The first disease to harm mankind was Jwara (~fever). To relieve the mortal beings of Earth and restore the health, the scholars meditated to seek the solution. Ayurveda transcended to Earth immediately after this incident as the beings were sweltering with the fury of Lord Shiva and further passed through the channel.

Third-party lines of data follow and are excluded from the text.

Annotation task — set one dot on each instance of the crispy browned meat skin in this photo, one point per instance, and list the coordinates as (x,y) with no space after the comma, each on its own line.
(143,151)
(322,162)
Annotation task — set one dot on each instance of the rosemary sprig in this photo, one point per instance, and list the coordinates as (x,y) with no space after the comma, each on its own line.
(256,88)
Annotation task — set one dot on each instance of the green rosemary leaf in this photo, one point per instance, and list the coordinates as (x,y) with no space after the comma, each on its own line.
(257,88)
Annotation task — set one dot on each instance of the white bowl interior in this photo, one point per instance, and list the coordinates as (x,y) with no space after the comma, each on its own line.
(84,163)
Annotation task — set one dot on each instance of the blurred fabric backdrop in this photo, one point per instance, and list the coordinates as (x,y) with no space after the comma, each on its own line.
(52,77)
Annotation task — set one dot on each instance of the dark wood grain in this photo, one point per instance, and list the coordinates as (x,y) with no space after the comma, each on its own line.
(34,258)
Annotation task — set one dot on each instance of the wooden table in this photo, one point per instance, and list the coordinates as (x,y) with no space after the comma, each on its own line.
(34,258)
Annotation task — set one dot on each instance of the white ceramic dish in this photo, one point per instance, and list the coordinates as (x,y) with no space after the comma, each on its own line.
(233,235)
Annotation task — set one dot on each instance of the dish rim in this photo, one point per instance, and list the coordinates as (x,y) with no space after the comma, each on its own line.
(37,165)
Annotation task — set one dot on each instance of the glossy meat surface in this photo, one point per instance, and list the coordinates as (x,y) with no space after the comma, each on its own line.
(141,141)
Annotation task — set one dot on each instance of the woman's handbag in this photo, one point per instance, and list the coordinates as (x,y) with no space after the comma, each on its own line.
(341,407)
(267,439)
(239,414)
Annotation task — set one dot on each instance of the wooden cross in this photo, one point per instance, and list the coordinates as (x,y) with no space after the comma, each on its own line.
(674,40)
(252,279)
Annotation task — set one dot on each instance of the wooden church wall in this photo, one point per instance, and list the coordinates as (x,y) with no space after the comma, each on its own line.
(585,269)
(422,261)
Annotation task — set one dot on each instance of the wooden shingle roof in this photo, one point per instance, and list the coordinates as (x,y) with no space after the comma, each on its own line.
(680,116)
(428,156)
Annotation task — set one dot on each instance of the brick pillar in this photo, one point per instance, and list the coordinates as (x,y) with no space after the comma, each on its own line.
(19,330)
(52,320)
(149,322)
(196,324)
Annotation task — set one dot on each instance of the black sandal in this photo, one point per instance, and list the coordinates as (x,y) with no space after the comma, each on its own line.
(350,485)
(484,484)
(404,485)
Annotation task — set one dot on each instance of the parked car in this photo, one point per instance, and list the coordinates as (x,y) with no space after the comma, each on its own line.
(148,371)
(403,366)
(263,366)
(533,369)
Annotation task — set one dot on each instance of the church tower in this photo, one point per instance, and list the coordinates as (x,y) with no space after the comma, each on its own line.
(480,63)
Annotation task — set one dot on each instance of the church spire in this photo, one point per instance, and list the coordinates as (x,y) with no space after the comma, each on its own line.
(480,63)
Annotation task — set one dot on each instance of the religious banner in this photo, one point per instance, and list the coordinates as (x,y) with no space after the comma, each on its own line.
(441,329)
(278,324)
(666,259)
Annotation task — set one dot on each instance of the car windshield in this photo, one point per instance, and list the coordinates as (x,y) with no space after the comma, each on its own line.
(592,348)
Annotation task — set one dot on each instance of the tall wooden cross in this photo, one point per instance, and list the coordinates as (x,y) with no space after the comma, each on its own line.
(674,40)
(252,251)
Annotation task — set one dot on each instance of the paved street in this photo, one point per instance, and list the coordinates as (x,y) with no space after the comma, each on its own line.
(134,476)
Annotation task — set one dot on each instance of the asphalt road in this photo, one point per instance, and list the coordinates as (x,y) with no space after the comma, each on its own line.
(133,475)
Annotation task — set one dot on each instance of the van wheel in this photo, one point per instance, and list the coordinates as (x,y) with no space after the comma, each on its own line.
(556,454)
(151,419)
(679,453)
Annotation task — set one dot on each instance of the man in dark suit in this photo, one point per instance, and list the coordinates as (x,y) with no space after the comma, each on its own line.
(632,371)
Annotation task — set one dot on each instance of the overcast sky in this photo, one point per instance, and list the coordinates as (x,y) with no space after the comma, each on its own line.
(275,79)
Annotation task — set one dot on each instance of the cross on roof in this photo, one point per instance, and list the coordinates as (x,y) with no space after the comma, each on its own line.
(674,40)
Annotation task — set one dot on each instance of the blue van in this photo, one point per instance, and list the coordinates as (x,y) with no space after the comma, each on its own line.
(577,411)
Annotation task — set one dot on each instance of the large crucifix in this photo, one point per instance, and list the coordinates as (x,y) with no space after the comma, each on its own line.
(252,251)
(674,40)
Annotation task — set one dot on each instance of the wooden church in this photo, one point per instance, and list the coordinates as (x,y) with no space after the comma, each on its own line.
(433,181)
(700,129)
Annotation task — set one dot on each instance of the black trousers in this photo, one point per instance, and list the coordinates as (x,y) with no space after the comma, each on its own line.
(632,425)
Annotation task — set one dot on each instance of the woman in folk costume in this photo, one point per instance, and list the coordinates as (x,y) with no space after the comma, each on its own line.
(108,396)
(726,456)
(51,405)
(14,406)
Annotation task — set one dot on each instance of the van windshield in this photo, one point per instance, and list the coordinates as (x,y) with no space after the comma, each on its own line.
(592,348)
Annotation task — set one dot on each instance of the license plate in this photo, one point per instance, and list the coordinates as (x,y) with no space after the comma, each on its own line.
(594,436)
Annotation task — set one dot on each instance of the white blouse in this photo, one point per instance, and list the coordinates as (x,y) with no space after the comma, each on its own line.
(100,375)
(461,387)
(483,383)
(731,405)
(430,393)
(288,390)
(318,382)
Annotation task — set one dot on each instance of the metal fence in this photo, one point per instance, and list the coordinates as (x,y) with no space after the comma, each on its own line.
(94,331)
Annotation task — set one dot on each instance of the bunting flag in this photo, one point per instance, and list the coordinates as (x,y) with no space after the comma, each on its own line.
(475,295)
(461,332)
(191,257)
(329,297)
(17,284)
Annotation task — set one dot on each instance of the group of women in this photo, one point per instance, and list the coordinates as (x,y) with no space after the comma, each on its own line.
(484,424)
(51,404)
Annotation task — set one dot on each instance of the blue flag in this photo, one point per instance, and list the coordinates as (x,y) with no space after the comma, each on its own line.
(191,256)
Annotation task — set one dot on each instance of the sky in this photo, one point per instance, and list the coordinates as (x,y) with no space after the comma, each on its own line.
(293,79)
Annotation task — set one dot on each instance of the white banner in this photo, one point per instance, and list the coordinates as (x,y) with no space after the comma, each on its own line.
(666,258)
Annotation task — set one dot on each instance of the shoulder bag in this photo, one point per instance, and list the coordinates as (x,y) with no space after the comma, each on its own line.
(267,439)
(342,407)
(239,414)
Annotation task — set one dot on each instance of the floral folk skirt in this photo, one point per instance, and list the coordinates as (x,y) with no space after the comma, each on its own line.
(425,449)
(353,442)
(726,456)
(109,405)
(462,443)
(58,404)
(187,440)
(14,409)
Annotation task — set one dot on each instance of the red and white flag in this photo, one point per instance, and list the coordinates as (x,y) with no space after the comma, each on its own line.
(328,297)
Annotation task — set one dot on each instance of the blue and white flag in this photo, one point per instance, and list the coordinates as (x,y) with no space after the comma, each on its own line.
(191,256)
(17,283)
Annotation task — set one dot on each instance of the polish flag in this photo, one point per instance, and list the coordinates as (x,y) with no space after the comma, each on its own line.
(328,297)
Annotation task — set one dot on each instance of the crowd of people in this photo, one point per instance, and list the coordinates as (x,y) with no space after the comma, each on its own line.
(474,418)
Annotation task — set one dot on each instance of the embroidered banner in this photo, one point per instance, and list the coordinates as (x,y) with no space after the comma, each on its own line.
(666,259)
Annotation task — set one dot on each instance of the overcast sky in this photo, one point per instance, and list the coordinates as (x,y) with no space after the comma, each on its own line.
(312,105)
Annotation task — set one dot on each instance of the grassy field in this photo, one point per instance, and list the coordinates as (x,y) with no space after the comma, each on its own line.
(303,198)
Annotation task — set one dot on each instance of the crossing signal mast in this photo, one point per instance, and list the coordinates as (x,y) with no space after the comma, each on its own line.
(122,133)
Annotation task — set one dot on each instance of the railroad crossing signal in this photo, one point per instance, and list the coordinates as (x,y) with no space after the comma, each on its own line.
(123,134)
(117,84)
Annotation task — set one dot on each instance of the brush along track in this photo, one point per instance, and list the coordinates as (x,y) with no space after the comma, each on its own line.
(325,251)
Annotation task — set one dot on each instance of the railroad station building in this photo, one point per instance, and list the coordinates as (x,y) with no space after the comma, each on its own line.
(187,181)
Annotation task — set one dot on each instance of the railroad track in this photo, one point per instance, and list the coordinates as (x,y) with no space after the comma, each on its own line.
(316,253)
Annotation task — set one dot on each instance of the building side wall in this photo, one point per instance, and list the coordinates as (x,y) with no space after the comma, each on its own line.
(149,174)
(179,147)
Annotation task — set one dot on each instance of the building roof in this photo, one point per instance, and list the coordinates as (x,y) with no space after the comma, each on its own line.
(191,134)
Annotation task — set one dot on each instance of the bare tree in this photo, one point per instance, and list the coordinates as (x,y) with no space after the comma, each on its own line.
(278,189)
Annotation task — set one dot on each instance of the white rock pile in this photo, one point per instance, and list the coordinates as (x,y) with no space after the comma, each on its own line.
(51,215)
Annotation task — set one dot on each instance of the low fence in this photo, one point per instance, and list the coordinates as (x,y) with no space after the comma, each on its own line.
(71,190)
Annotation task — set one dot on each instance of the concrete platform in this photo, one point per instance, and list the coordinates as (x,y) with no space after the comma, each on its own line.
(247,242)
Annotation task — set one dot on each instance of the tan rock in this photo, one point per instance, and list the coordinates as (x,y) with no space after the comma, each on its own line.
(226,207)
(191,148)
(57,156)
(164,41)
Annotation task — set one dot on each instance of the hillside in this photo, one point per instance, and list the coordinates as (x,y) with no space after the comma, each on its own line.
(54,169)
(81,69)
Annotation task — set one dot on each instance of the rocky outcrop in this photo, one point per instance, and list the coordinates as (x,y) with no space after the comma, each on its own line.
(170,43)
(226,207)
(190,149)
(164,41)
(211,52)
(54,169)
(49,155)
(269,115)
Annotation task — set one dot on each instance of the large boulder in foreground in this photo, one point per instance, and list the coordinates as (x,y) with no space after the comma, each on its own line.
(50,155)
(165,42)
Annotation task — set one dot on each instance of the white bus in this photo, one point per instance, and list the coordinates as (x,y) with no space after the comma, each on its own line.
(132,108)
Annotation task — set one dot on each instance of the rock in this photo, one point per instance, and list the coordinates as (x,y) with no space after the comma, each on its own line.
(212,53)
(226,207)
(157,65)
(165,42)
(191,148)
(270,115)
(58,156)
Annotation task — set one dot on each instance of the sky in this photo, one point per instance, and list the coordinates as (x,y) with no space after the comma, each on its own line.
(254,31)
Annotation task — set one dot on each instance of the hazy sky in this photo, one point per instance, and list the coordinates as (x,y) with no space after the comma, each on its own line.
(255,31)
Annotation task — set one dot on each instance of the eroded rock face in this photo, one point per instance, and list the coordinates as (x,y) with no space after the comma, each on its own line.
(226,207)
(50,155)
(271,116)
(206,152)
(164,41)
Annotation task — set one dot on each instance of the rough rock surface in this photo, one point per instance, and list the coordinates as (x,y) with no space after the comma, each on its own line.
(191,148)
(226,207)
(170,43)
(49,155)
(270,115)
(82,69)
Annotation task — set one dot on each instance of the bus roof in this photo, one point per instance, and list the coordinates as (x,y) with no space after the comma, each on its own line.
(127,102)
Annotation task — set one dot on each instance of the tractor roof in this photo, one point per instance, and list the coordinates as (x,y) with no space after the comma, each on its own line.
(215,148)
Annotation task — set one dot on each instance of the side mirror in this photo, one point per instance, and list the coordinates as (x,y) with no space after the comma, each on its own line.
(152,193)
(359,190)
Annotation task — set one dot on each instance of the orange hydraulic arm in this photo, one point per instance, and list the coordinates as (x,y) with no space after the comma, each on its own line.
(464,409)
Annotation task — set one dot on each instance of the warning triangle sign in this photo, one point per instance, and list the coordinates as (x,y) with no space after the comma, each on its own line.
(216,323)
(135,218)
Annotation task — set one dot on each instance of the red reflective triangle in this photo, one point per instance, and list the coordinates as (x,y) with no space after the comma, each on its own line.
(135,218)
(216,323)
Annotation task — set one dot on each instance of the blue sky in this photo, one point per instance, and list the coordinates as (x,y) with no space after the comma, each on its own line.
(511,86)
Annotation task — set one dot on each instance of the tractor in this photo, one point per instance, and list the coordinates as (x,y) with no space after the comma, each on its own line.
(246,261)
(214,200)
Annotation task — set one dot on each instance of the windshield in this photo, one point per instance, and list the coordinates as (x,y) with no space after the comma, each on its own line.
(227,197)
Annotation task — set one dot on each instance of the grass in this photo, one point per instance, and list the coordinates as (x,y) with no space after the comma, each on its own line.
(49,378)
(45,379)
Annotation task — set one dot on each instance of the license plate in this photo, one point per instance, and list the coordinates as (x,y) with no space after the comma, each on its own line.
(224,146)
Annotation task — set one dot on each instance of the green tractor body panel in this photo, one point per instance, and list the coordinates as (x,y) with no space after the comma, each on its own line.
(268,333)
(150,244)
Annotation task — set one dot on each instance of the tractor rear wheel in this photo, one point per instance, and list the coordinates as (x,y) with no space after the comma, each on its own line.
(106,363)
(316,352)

Here, we are discussing broadly the rise and decline of Ayurveda in various eras of Indian History beginning with the Vedic Era. References of Ayurveda are mentioned in Rigveda sporadically, whereas majorly found in Atharva Veda. The wisdom was at its peak. Many scholars learnt science and adapted it to their lives.
During the Buddhist Era, 520 BC, Rasa Shastra and Siddha medicine were at rise. Advancement of Ayurveda attracted many foreign scholars to India to learn Alchemy. The medicines prepared during this era involved mercury, sulphur and metals with herbs.
Years around 300 BC are considered to be Golden Period of Ayurveda. After the Kalinga War, Emperor Ashoka resolved peace within himself and engaged to spirituality. No more wars and killing led to the decline of the branch of Ayurvedic Surgery, i.e., Shalya Tantra.
Around 400 BC, during the reign of Chandra Gupta Maurya, II, people were aware of maintaining their health and focussed on healing the diseases. This was then the Atreya Sampradaya acclaimed – The School of Ayurvedic Physicians.
Mughal Era– The Mughals were staunch to spread Islam and demolished Hinduism in India, thus they destroyed the oldest universities of Nalanda and Takshila. Many manuscripts and compilations were destroyed leading to the loss of wisdom from the texts. Since Mughals were inclined towards carnal pleasures, this period saw the prevalence of Rasayana and Vajikarana branches of Ayurveda.